- A large-scale study, called the Iowa Women's Health Study, looked at the garlic, fruit, and vegetable consumption in 41,000 middle-aged women. Results showed that women who regularly consumed garlic, fruits, and vegetables had a 35% lower risk of developing colon cancer.
- Garlic may help the immune system function more effectively during times of need such as in cancer. In a study of 50 patients with inoperable colorectal, liver, or pancreatic cancer, immune activity improved after they were given aged garlic extract for 6 months.
- Studies also suggest that aged garlic supplementation may reduce the side effects of chemotherapy, including fatigue and anorexia (lack of appetite). Further, results found that aged garlic decreased heart and intestinal damage commonly seen with certain chemotherapy agents.
- Laboratory studies suggest that large quantities of fresh, raw garlic may have antiparasitic properties against the roundworm, Ascaris lumbricoides, which is the most common type of intestinal parasite. Garlic for this purpose, however, has not been tested in people.

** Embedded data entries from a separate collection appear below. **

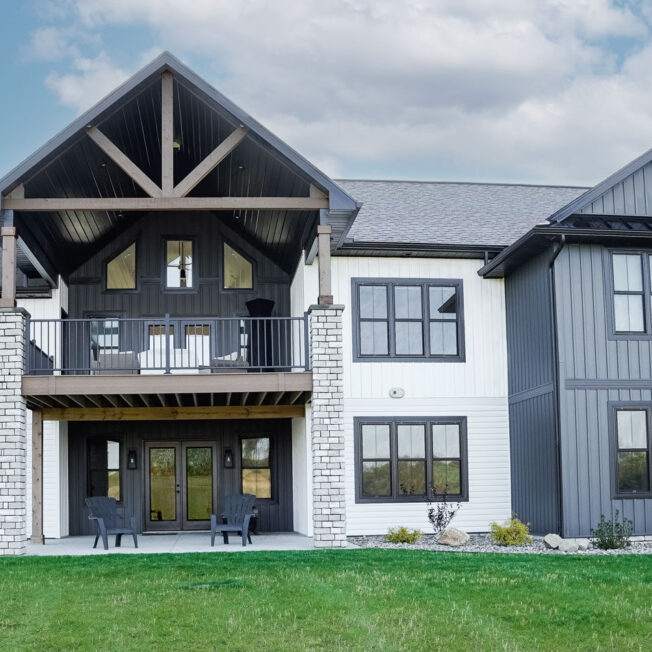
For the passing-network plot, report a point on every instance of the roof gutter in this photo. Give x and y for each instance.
(556, 377)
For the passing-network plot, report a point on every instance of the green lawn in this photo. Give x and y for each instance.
(355, 599)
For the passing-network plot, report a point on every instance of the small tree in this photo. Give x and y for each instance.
(441, 513)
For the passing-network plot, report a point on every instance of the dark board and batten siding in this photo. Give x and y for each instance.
(531, 396)
(274, 515)
(208, 299)
(595, 368)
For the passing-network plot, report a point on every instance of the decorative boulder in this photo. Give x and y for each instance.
(451, 536)
(552, 541)
(568, 546)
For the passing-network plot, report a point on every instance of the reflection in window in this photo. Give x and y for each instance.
(238, 271)
(413, 460)
(256, 467)
(104, 468)
(179, 264)
(121, 270)
(411, 319)
(633, 451)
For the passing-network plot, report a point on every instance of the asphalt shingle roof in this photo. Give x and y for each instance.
(451, 213)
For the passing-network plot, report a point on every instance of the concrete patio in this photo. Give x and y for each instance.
(166, 543)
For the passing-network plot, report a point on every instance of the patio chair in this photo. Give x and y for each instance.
(236, 517)
(104, 511)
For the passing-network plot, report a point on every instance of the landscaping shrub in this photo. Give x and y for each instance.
(513, 533)
(441, 513)
(611, 535)
(403, 535)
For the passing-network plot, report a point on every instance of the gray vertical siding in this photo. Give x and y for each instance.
(594, 369)
(87, 294)
(531, 396)
(274, 516)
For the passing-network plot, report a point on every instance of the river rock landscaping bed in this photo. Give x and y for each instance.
(484, 543)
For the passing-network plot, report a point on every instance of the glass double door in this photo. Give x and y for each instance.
(180, 485)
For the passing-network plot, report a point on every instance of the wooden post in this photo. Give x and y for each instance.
(9, 236)
(167, 134)
(324, 254)
(37, 477)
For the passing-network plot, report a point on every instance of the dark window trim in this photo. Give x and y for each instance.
(121, 468)
(252, 262)
(105, 275)
(612, 334)
(195, 275)
(393, 422)
(272, 465)
(390, 283)
(614, 407)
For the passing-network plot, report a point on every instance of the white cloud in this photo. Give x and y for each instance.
(500, 89)
(90, 81)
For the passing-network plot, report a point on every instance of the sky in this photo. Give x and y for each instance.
(524, 91)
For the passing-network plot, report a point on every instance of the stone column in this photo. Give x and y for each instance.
(327, 426)
(13, 434)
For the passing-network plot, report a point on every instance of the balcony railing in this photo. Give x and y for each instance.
(116, 345)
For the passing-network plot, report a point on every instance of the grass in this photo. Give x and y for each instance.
(326, 600)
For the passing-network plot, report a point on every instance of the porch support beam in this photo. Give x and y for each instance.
(210, 162)
(37, 477)
(174, 413)
(167, 133)
(123, 162)
(325, 291)
(9, 237)
(54, 204)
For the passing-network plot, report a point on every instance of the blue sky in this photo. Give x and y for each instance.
(543, 91)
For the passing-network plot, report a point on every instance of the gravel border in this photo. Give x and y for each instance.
(484, 543)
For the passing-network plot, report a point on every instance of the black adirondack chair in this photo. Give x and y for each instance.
(237, 514)
(104, 511)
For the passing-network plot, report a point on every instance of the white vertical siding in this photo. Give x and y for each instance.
(475, 389)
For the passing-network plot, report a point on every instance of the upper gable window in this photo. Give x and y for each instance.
(406, 319)
(121, 270)
(238, 270)
(179, 264)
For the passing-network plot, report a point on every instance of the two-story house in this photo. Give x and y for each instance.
(191, 309)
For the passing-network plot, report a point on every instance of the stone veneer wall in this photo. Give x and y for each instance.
(13, 435)
(327, 426)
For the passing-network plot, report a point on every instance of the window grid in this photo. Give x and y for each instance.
(620, 462)
(395, 493)
(391, 320)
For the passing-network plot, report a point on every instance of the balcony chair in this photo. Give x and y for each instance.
(104, 511)
(237, 516)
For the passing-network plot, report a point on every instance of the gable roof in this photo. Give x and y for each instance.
(451, 213)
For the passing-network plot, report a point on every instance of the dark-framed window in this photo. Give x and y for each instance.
(120, 270)
(256, 466)
(632, 450)
(408, 319)
(179, 268)
(410, 459)
(237, 269)
(105, 467)
(629, 302)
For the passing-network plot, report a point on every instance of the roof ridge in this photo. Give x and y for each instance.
(465, 183)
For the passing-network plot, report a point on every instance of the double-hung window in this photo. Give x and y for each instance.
(632, 451)
(411, 459)
(406, 319)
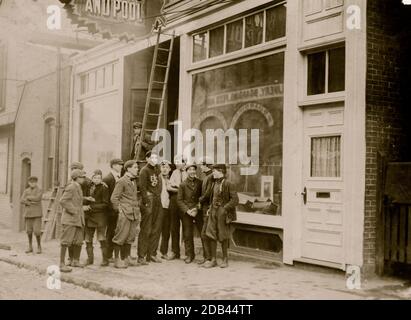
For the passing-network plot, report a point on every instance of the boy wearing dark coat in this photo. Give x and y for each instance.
(222, 212)
(96, 217)
(72, 220)
(151, 210)
(125, 202)
(110, 180)
(188, 201)
(33, 212)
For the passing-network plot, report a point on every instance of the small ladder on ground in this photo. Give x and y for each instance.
(159, 76)
(50, 227)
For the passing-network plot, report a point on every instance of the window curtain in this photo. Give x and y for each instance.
(326, 157)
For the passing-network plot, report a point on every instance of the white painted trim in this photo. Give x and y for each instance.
(292, 137)
(355, 130)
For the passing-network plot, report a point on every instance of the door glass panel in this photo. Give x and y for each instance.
(216, 42)
(254, 26)
(326, 157)
(234, 36)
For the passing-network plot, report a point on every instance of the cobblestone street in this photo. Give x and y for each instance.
(175, 280)
(18, 284)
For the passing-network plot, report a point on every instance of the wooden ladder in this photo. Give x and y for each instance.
(51, 224)
(159, 76)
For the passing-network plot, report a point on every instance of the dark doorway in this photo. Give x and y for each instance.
(137, 68)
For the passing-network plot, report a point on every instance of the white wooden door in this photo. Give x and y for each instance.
(3, 164)
(322, 210)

- Fresh garlic contains allicin, which is reported to have antibacterial, antiviral, and antifungal properties. Some studies have reported that garlic consumption may kill bacteria known to cause ulcers, but there are also studies that report no effect on this bacteria. Several studies report that topical application of garlic may help treat fungal skin conditions, such as Tinea cruris and Tinea corporis.
- Preliminary studies show that garlic may help combat fatigue. More research is needed.